When warm water from power plant coolant enters systems, it often mixes leading to general increases in water temperature throughout the water body, including deep cooler water. Specifically in lakes and similar water bodies, stratification leads to different effects on a seasonal basis. In the summer, thermal pollution has been seen to increase deeper water temperature more dramatically than surface water, though stratification still exists, while in the winter surface water temperatures see a larger increase. Stratification is reduced in winter months due to thermal pollution, often eliminating the thermocline.

A study looking at the effect of a removed nuclear power plant in Lake Stechlin, Germany, found a 2.33 °C increase persisted in surface water during the winter and a 2.04 °C increase persisted in deep water during the summer, with marginal increases throughout the water column in both winter and summer. Stratification and water temperature differences due to thermal pollution seem to correlate with nutrient cycling of phosphorus and nitrogen, as oftentimes water bodies that receive coolant will shift toward eutrophication. No clear data has been obtained on this though, as it is difficult to differentiate influences from other industry and agriculture.

Similar to effects seen in aquatic systems due to climatic warming of water, thermal pollution has also been seen to increase surface temperatures in the summer. This can create surface water temperatures that lead to releases of warm air into the atmosphere, increasing air temperature. It therefore can be seen as a contributor to global warming. Many ecological effects will be compounded by climate change as well, as ambient temperature rises in water bodies.

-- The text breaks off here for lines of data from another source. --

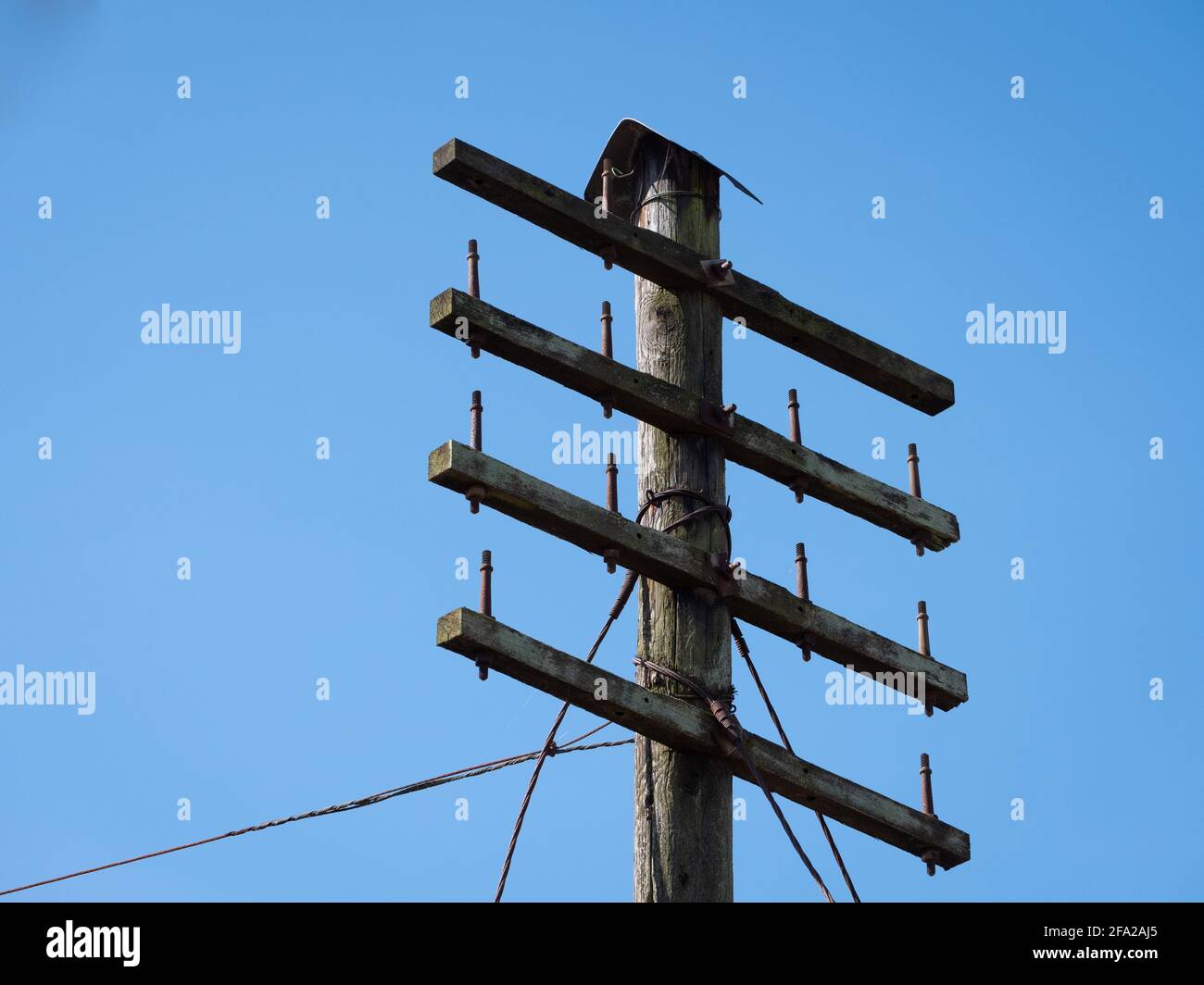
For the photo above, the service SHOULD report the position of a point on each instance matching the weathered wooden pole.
(683, 837)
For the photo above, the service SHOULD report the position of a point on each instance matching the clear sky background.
(306, 568)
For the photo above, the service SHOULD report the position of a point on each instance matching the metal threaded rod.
(474, 439)
(913, 468)
(926, 801)
(802, 589)
(607, 351)
(796, 435)
(473, 287)
(922, 617)
(612, 504)
(486, 603)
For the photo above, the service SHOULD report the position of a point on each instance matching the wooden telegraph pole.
(653, 208)
(683, 844)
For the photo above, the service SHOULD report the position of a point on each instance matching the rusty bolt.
(607, 351)
(922, 617)
(474, 409)
(612, 504)
(796, 436)
(474, 492)
(473, 289)
(486, 583)
(802, 589)
(930, 857)
(486, 604)
(913, 468)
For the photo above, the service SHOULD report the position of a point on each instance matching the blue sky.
(305, 568)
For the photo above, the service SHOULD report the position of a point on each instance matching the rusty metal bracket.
(718, 272)
(723, 571)
(721, 418)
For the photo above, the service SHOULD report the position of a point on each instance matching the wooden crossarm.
(673, 563)
(674, 409)
(672, 265)
(681, 725)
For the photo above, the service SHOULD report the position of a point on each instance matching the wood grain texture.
(657, 258)
(678, 411)
(672, 563)
(681, 725)
(683, 804)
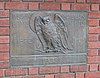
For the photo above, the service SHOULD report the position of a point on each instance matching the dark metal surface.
(58, 36)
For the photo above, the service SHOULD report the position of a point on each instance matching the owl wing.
(63, 32)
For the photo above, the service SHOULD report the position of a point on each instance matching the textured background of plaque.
(29, 46)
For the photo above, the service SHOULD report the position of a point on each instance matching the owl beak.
(41, 20)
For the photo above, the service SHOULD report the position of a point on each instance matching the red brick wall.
(91, 70)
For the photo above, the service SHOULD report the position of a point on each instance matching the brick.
(79, 75)
(93, 59)
(95, 7)
(49, 76)
(33, 6)
(80, 68)
(92, 52)
(34, 76)
(65, 6)
(94, 45)
(4, 65)
(81, 1)
(1, 73)
(92, 75)
(3, 0)
(4, 31)
(16, 72)
(4, 47)
(93, 22)
(16, 5)
(4, 57)
(93, 1)
(81, 7)
(69, 75)
(33, 70)
(94, 15)
(48, 70)
(4, 13)
(32, 0)
(93, 37)
(4, 39)
(64, 69)
(93, 67)
(50, 0)
(50, 6)
(4, 22)
(15, 0)
(65, 0)
(94, 30)
(1, 5)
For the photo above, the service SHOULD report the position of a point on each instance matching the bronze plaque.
(45, 38)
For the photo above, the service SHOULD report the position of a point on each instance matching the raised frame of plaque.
(48, 38)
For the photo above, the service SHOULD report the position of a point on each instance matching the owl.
(52, 33)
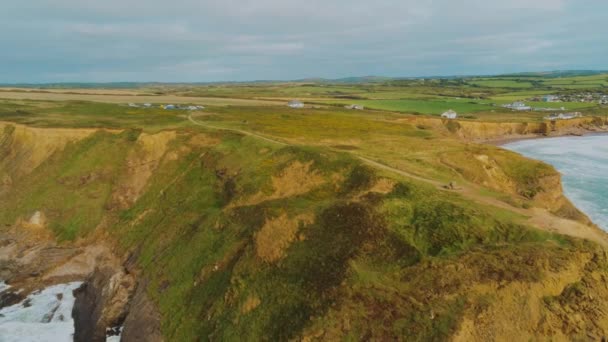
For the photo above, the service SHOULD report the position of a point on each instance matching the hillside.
(235, 223)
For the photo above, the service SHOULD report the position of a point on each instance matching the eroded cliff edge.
(188, 235)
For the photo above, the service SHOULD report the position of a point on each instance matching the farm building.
(518, 106)
(450, 114)
(295, 104)
(356, 107)
(550, 98)
(564, 116)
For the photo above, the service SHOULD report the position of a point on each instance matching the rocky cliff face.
(187, 236)
(495, 131)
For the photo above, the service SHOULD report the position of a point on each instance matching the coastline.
(508, 140)
(580, 198)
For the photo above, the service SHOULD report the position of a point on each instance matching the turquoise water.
(583, 163)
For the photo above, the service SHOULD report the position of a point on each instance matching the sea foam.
(583, 163)
(43, 316)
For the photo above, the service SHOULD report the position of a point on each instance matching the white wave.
(583, 163)
(43, 316)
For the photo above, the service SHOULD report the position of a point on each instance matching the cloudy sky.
(237, 40)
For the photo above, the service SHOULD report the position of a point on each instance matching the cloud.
(205, 40)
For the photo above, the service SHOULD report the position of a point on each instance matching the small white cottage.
(295, 104)
(450, 114)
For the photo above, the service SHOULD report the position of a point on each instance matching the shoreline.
(505, 141)
(590, 213)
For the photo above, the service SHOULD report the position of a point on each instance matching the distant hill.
(557, 73)
(345, 80)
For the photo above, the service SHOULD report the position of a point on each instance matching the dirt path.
(539, 218)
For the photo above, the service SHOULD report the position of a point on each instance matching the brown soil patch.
(296, 179)
(277, 234)
(202, 140)
(32, 146)
(141, 164)
(383, 186)
(250, 304)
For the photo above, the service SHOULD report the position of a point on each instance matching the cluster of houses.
(167, 106)
(295, 104)
(450, 115)
(580, 97)
(564, 116)
(518, 106)
(178, 107)
(355, 107)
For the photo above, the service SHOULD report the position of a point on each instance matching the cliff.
(501, 131)
(191, 235)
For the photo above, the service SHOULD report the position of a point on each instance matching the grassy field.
(253, 219)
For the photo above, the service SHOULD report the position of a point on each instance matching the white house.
(450, 114)
(550, 98)
(295, 104)
(356, 107)
(518, 106)
(564, 116)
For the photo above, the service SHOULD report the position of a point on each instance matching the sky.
(241, 40)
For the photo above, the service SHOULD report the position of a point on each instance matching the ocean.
(583, 163)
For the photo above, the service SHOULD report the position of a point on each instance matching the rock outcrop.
(101, 303)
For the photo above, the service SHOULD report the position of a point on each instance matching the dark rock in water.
(101, 302)
(143, 321)
(49, 316)
(8, 298)
(114, 331)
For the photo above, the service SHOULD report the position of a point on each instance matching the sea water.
(43, 316)
(583, 163)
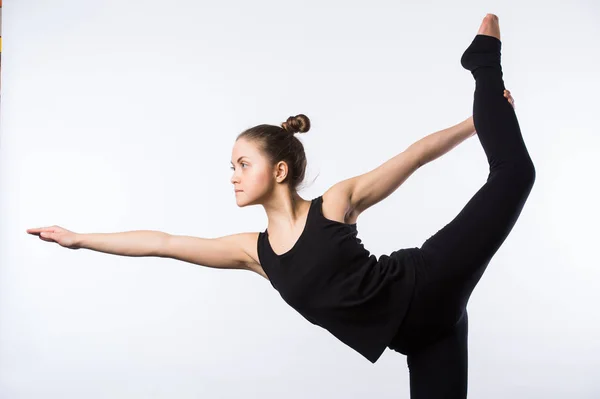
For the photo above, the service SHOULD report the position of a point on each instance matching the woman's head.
(267, 158)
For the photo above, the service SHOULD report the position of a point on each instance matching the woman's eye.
(232, 168)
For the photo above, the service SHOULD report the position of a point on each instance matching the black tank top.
(334, 282)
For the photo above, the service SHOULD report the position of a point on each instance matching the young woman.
(413, 300)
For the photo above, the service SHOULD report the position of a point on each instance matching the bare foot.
(490, 26)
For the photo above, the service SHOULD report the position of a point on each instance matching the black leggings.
(434, 332)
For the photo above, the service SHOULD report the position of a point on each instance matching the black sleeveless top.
(334, 282)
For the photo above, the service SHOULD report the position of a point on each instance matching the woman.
(413, 300)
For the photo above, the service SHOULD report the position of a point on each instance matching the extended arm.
(369, 188)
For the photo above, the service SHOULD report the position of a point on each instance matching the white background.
(121, 115)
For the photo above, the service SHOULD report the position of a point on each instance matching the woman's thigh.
(440, 369)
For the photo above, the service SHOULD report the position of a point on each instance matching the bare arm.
(370, 188)
(128, 243)
(221, 252)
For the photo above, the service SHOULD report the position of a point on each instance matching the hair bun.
(294, 124)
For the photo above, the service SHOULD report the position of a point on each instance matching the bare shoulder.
(249, 241)
(337, 202)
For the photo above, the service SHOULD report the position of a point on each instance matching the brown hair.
(278, 143)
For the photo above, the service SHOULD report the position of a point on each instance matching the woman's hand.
(63, 237)
(509, 97)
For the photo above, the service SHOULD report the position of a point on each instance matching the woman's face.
(251, 173)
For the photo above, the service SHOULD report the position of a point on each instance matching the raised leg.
(459, 253)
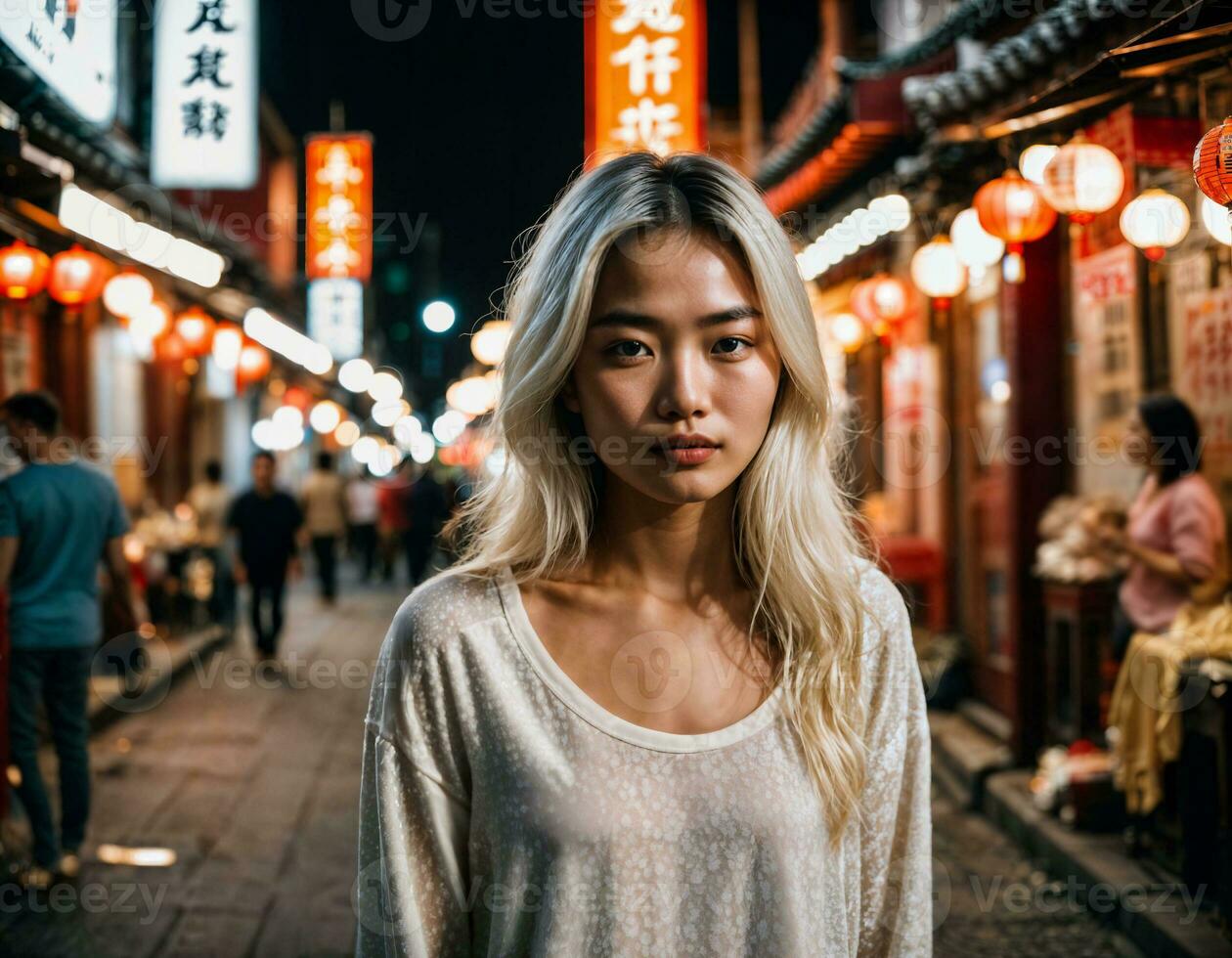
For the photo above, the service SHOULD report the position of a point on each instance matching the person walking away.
(426, 512)
(325, 506)
(58, 518)
(266, 522)
(392, 521)
(363, 511)
(208, 501)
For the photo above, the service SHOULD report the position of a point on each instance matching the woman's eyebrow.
(629, 318)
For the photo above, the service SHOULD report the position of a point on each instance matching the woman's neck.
(673, 550)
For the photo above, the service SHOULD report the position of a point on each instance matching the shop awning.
(987, 101)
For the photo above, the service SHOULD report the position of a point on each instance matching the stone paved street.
(991, 902)
(252, 787)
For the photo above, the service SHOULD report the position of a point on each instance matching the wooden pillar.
(1034, 317)
(750, 84)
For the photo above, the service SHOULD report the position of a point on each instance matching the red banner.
(339, 207)
(645, 77)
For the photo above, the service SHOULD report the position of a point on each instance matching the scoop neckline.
(579, 702)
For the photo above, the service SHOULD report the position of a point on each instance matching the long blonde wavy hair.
(792, 532)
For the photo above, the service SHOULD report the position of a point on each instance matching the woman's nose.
(682, 389)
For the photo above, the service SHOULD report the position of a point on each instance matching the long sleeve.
(1194, 526)
(896, 853)
(413, 887)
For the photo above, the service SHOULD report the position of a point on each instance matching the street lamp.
(439, 316)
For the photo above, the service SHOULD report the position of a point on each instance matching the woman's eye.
(621, 350)
(732, 345)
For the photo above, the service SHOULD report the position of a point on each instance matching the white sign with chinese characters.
(335, 316)
(71, 47)
(204, 94)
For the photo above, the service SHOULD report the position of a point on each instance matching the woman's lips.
(687, 455)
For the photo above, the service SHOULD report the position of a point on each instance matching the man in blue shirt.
(58, 518)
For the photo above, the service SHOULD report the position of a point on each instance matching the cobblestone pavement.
(254, 783)
(251, 781)
(990, 900)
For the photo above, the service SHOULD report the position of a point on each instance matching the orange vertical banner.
(645, 77)
(339, 207)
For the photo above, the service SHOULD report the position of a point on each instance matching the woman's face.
(676, 345)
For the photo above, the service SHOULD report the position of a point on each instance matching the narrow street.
(990, 901)
(252, 783)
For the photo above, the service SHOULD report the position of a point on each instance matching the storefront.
(1014, 385)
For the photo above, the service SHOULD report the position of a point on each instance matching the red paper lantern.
(891, 298)
(1015, 212)
(196, 328)
(862, 303)
(76, 276)
(254, 364)
(171, 347)
(22, 271)
(1212, 164)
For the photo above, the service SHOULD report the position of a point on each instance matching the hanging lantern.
(152, 322)
(254, 362)
(22, 271)
(76, 276)
(488, 345)
(848, 331)
(938, 271)
(1216, 221)
(861, 300)
(1034, 159)
(977, 247)
(1212, 164)
(127, 293)
(1155, 222)
(196, 327)
(227, 344)
(170, 349)
(891, 299)
(1013, 211)
(1083, 180)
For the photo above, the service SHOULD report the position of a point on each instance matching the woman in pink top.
(1175, 526)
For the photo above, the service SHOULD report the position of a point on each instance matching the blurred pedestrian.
(209, 501)
(363, 511)
(266, 522)
(325, 505)
(57, 521)
(1175, 531)
(391, 521)
(425, 515)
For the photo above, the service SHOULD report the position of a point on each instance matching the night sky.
(477, 119)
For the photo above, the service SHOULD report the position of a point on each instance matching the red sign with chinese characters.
(645, 77)
(339, 207)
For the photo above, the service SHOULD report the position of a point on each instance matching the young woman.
(1175, 532)
(662, 705)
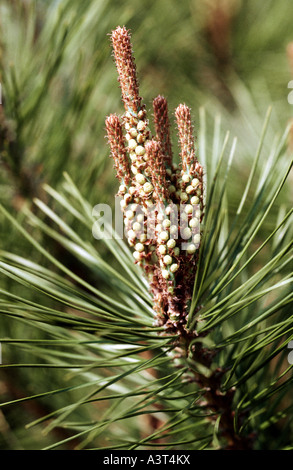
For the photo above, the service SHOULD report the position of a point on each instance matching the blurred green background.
(231, 58)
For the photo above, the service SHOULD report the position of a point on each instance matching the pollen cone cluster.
(162, 202)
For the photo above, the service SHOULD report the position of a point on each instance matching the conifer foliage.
(179, 335)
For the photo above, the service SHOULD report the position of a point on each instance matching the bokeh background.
(227, 58)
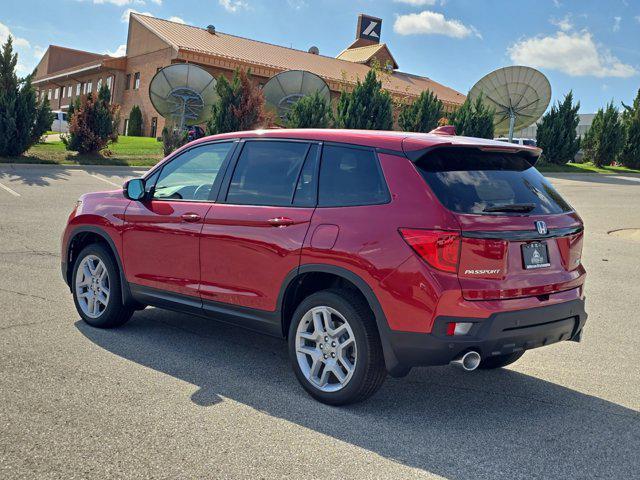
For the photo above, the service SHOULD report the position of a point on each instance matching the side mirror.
(134, 189)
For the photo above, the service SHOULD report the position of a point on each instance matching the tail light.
(439, 248)
(571, 250)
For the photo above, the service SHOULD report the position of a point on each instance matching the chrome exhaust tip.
(468, 361)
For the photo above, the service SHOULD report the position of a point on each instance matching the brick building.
(152, 43)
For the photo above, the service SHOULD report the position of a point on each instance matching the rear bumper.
(500, 334)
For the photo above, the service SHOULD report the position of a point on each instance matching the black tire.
(369, 371)
(500, 361)
(115, 313)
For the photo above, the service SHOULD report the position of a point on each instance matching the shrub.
(630, 155)
(366, 107)
(423, 115)
(473, 119)
(135, 122)
(557, 135)
(23, 120)
(94, 124)
(240, 105)
(311, 111)
(604, 140)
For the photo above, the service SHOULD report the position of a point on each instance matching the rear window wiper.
(512, 207)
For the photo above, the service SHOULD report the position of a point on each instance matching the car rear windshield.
(489, 183)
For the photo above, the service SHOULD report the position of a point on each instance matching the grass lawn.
(583, 168)
(134, 151)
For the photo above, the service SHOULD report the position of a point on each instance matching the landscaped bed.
(133, 151)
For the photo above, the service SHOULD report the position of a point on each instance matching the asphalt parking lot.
(174, 396)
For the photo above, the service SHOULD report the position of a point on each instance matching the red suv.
(370, 252)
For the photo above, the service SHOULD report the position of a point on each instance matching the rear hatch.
(518, 236)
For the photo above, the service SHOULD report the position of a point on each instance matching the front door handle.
(190, 217)
(280, 221)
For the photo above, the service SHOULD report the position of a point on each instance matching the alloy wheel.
(326, 348)
(92, 286)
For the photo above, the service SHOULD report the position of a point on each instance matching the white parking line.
(104, 180)
(12, 192)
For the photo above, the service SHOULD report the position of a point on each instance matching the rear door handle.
(190, 217)
(280, 222)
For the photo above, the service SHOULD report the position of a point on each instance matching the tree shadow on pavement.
(31, 176)
(489, 424)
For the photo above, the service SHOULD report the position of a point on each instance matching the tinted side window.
(307, 187)
(190, 176)
(267, 173)
(350, 176)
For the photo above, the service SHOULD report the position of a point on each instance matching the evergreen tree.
(240, 105)
(473, 119)
(366, 107)
(630, 156)
(605, 138)
(311, 111)
(135, 122)
(557, 135)
(422, 115)
(23, 120)
(94, 124)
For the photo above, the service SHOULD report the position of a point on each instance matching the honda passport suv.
(370, 252)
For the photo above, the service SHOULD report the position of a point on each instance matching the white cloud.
(575, 54)
(38, 51)
(177, 20)
(233, 5)
(297, 4)
(17, 41)
(431, 23)
(616, 23)
(417, 3)
(120, 3)
(124, 18)
(121, 51)
(564, 24)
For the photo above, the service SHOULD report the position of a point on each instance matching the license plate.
(535, 255)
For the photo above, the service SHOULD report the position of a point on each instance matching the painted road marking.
(633, 179)
(12, 192)
(104, 180)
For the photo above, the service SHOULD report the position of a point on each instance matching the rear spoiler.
(530, 154)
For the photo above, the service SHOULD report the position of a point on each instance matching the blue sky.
(592, 47)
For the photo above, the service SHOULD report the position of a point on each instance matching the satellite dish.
(519, 95)
(183, 93)
(286, 88)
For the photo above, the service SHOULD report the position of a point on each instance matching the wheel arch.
(289, 296)
(85, 235)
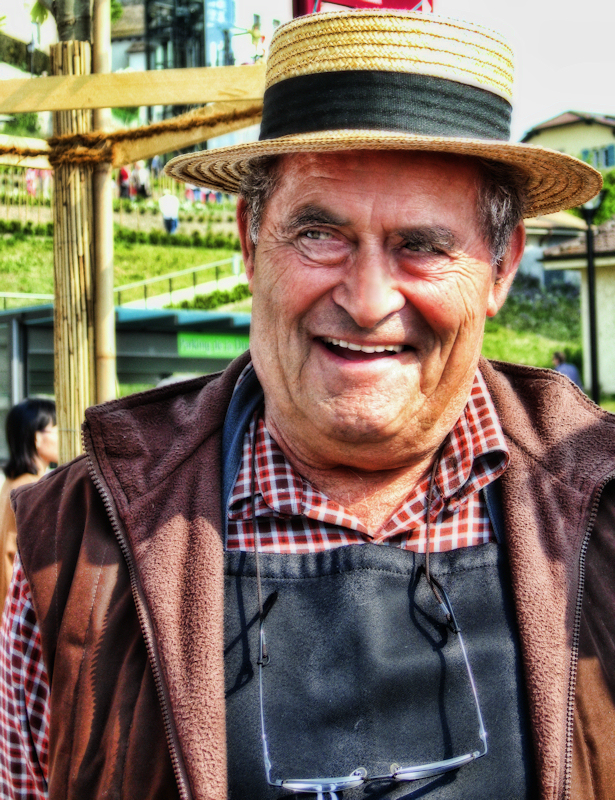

Spacial and climatic factors can impact the severity of water warming due to thermal pollution. High wind speeds tend to increase the impact of thermal pollution. Rivers and large bodies of water also tend to lose the effects of thermal pollution as they progress from the source.

Rivers present a unique problem with thermal pollution. As water temperatures are elevated upstream, power plants downstream receive warmer waters. Evidence of this effect has been seen along the Mississippi River, as power plants are forced to use warmer waters as their coolants. This reduces the efficiency of the plants and forces the plants to use more water and produce more thermal pollution.